I've been doing a lot of combat level prototyping lately, so I thought I'd provide a brief glimpse into my process.
We're going to have a large number of levels that take your party to very different locales, but when designing each one, my approach is similar.
As with most things in our game, the story comes first. To start, I first collect all of the necessary story elements that I may need to convey in a level. Are there any special events that should take place or characters that should be introduced? Where will the combat likely occur given the current status of the party's journey? Sometimes larger story arcs specify dialogue that needs to take place in a level, and other times I'm free to come up with my own chunk of narrative.
Oftentimes, these details will help me define the overall flow of the level and the broad strokes of the composition. For instance, if the party is waylaid at sea by a band of theomechanist pirates, I know that I'll be building an encounter on boats with lots of nice choke points, and there will be some fun banter between the pirates and the party.
Once the story details are understood, I think about any specific gameplay design goals I may have. In the early levels, I usually focus on teaching the player the mechanics of combat and helping them learn tactics that will benefit them in later levels. I also want to make sure that there are plenty of opportunities for the player to exercise their newfound skills.
During this stage, I usually play around a lot with various level layouts, either by drawing on paper or creating quick whitebox levels. We have a snappy editor built in Unity that allows me to build out a tactics level in just a few minutes.
Here are some example levels where I was playing around with height. There are opportunities for the player to exploit ranged attacks from on high, as well as use their push abilities to damage and displace the enemies.
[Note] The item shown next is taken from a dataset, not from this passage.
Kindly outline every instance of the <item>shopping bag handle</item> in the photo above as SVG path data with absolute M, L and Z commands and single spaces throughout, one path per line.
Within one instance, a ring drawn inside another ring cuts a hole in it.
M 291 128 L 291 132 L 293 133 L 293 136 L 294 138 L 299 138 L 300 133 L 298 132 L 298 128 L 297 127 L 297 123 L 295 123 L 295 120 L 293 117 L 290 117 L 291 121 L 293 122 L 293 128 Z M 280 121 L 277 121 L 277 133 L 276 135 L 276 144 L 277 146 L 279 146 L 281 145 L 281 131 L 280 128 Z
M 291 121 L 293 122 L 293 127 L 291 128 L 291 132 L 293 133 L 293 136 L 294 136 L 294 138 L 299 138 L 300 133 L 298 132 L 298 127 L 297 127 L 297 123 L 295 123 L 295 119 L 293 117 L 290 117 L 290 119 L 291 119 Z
Creating these rough whitebox levels also allows me to pinpoint problem areas before we invest too much time into polishing them. Here's a whitebox level that was fun to play but quite confusing to look at due to the overlapping tiles in the bottom right of this screenshot.
Sometimes I'll do a quick coloring pass over the whitebox level to help communicate a special feel for the location. It's a cheap way to help the player understand a scene before we are able to invest in completing the art for a level. It's surprising how much information you can glean from a few simple colors and shapes.
As with any challenge in game development, these levels are constantly in flux as I receive feedback from players, but you may very well see these levels in the game some day!
Hopefully this little peek into my process was insightful. I'm still learning and adapting, but every level feels like it's better than the last.
Let me know if you have any questions, I'm happy to dig in more if there's interest.